— Я ночью у Лестока на допросе был, — сказал он, ожидая расспросов, но Лядащев ни о чем не спросил, посмотрел на Сашу задумчиво и коротко бросил:
— Бумаги давай.
— Какие бумаги? — опешил Саша.
— Не валяй дурака, Белов, бестужевский архив у тебя, я знаю.
— Какой еще архив? С чего вы взяли? — прошептал Саша, пытаясь унять дрожь.
— Не будем играть в прятки.
Коротко и четко Лядащев пересказал разговор с Алешей у решетки усадьбы Черкасских.
— Одно письмо ты уже передал по назначению. А где другие?
Саша молчал, кусая губы.
— Спрятаны, — сказал он, наконец.
— Где?
— В саду. Зарыты. Не здесь же мне их хранить! Вдруг обыск.

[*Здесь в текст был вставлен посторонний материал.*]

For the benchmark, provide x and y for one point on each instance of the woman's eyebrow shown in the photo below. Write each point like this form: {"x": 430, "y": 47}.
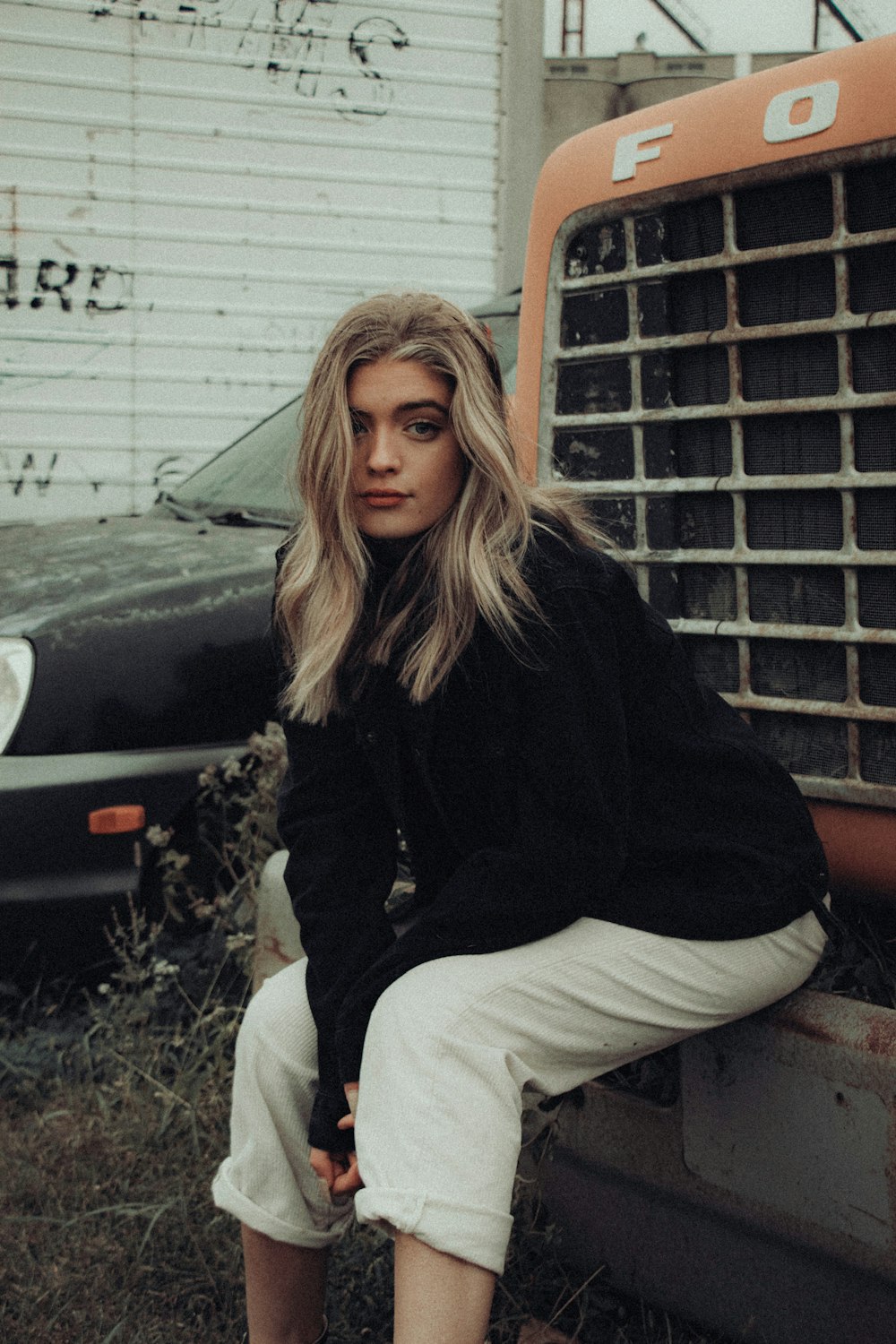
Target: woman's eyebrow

— Лесток не знает, где эти бумаги?
— Ни Боже мой…
— Одевайся, пойдем…
— Куда?
— В сад. Письма отрывать.
Саша перевел дух.
— Отвернитесь, Василий Федорович. Я встану, рожу хоть ополосну. Про сад, это я так… сболтнул со страху… Кто ж бумагу в землю зарывает? Этих бумаг, Василий Федорович, нет в Петербурге. Да не смотрите на меня так! Мы их достанем. Я намедни в деревню к другу ездил… В Холм-Агеево… можете проверить… так бумаги там. Спрятал их от греха, — Саша говорил быстро, словно невпопад, а сам натягивал чулки, кюлоты, волосы приглаживал гребенкой. — Только зачем вам эти бумаги-то? Им в Тайной канцелярии не место. Сами говорили, одно дело кончается, другое начинается. Так? Бестужева хотите под розыск подвести?
— Не распускай язык!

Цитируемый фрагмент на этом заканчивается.